Wet Leg - "Supermarket"
Wet Leg and I have been on a journey and a half together.  I hated their mini-viral hit "Chaise Lounge," and what I hated even more was their fans' insistence that they're so fun and anyone who doesn't like them is just a grump.  But I like fun music!  Two women making irreverent indie rock is basically Antonio catnip.  The problem is that I just didn't think the songs were all that good.  Well, I did always like "Supermarket," which has a wistful air amidst its playfulness.  Then about a week ago, I decided to give the whole album another shot after seeing it on so many end of the year lists, and all of a sudden I liked it.  I still think "Chaise Lounge" and a few others are a little half baked, but count me in the pro-Wet Leg camp now.

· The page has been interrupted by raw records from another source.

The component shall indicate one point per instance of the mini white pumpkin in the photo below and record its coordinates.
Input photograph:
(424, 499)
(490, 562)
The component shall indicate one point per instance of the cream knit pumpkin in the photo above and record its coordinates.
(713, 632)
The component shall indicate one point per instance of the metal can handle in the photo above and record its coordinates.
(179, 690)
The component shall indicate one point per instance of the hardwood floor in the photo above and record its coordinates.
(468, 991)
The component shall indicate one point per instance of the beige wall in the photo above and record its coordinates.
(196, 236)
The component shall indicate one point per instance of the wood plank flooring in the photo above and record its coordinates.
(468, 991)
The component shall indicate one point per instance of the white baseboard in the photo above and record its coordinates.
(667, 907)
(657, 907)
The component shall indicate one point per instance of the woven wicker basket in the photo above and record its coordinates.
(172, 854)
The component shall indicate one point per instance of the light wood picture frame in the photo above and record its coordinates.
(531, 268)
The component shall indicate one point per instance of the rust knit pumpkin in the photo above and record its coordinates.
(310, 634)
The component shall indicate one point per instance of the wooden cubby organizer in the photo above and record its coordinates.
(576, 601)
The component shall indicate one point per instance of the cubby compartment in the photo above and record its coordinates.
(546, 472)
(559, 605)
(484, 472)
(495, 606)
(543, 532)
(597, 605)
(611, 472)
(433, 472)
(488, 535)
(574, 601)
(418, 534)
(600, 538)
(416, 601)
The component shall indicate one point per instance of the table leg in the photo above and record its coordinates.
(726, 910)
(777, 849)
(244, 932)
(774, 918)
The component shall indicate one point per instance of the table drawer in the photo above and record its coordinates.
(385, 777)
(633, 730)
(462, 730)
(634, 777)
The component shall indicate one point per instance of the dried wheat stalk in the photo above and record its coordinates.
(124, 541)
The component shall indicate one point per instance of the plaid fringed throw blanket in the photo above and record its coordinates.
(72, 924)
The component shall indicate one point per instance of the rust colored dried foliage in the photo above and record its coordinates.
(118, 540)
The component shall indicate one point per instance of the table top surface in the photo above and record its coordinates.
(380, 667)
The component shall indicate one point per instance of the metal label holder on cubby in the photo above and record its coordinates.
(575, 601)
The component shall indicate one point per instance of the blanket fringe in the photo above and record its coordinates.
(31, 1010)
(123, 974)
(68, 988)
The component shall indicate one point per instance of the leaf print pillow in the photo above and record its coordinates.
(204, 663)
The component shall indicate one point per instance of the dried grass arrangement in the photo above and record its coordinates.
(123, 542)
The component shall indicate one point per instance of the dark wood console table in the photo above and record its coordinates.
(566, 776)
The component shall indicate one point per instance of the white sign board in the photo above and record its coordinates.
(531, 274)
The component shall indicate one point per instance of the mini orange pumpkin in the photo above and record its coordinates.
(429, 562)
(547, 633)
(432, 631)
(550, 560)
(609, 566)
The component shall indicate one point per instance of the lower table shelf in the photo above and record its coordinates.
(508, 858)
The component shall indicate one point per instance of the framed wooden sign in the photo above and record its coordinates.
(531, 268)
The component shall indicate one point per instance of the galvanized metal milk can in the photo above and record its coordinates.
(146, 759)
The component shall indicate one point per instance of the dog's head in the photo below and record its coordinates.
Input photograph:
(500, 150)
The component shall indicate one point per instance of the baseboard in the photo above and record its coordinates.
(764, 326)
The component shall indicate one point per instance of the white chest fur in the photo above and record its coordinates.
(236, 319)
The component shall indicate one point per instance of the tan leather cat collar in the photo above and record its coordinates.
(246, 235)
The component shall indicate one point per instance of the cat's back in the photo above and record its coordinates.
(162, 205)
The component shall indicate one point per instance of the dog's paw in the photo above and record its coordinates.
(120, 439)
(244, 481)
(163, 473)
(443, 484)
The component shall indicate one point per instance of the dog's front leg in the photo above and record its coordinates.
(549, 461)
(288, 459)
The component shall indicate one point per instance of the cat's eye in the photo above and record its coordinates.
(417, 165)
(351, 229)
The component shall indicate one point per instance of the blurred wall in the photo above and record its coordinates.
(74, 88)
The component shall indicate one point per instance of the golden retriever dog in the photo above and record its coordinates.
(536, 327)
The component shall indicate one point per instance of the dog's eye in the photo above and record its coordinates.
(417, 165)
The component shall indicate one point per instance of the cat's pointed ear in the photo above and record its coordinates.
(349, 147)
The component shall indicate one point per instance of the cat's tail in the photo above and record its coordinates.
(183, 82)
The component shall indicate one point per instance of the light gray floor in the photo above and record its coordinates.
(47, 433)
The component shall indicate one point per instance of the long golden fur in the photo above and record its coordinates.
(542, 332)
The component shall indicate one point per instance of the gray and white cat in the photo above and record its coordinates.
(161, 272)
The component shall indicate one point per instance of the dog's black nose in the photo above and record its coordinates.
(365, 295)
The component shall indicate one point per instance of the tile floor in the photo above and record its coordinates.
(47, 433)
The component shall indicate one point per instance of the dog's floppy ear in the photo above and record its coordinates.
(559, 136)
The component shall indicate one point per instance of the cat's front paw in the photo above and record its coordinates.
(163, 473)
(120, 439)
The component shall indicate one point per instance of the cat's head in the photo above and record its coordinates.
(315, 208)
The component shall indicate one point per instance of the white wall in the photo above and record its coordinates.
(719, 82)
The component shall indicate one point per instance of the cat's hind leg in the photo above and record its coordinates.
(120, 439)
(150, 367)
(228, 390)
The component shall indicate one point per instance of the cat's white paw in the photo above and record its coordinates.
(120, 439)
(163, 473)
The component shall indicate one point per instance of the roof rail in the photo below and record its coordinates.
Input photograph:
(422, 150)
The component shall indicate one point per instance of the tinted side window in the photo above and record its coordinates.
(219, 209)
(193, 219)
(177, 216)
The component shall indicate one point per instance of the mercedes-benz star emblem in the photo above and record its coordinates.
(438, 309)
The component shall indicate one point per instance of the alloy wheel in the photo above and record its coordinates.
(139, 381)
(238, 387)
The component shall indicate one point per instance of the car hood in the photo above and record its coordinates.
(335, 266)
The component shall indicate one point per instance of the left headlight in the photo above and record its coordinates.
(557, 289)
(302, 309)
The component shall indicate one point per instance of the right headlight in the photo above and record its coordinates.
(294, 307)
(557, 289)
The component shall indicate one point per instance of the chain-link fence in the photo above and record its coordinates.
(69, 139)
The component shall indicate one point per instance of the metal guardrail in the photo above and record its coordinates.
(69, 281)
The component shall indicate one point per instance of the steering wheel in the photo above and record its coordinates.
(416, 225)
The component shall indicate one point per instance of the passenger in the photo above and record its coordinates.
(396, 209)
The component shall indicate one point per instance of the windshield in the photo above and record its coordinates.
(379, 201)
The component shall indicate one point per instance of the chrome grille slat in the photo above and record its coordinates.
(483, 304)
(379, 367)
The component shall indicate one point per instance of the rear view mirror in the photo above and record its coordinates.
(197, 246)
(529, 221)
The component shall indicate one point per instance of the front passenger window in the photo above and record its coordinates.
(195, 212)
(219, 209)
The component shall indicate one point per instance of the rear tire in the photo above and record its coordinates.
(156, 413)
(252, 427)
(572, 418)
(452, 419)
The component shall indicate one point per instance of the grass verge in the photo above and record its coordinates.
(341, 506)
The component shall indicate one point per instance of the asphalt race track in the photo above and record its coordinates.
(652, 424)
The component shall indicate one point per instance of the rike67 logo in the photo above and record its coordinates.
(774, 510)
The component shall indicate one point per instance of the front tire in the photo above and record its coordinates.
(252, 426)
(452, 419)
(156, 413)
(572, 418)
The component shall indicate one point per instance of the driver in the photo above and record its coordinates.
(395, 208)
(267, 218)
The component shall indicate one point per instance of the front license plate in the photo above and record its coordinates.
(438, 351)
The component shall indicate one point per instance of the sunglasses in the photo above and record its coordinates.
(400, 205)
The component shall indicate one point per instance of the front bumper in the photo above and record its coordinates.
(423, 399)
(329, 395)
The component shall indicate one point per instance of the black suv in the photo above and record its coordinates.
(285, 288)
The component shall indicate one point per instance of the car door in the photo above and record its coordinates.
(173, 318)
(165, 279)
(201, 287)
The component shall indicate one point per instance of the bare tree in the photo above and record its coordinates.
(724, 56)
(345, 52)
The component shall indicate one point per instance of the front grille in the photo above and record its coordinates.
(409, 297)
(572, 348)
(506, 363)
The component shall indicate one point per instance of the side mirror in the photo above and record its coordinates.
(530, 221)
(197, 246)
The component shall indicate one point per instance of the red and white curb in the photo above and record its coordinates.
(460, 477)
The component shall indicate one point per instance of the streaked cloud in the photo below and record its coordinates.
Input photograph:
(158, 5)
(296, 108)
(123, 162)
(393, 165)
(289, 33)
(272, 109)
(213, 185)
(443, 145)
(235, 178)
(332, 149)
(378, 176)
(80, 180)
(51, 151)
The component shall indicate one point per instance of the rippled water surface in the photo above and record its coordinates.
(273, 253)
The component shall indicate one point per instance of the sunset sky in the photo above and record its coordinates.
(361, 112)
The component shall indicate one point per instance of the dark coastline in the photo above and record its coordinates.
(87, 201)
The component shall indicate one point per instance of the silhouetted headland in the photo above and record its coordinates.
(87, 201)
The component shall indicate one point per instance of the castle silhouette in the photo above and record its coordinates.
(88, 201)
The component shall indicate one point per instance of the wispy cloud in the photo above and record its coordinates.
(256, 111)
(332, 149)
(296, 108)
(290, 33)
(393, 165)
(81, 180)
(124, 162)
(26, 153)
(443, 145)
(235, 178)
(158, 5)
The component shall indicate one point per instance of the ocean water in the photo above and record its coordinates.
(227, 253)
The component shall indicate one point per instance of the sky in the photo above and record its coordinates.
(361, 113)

Widowspeak - "While You Wait"
It feels like Widowspeak have been around forever, perennially under the radar and producing solid music whenever I check them out.  "While You Wait" has a deadly combination of hypnotizing vocals, lovely New Age keyboards bubbling under the surface, and that crisp guitar chiming in.  It's so dreamy.


Why Bonnie - "90 in November"
90 in November is a record I would have gotten to if there were a few more weeks in the year, because I was so impressed with the bits of it I checked out.  The album's title track in particularly is a total knockout, so warm and inviting.  It has a strange power and earthy draw that reminds me of early Big Thief.


Wild Pink - "See You Better Now" (ft. Julia Steiner)
Not a big Wild Pink guy despite all indications that I should be -- I just wish the guy would actually sing instead of doing that breathy whisper -- but they have my respect for having lots of songs where Ratboys vocalist Julia Steiner sings backup.


Yeat - "Poppin"
I have no idea what Yeat is saying on any of his songs, and it's possible I lose brain cells any time I listen to one of them, but this fake Pi'erre Bourne beat goes hard.


Young RJ - "Hands Up" (ft. Boldy James)
I see a Boldy James feature, I listen.


Yung Kayo - "down (one kount)"
I still haven't been able to fully wrap my head around what Young Thug disciple Yung Kayo is doing here, but it sounds very cool to me.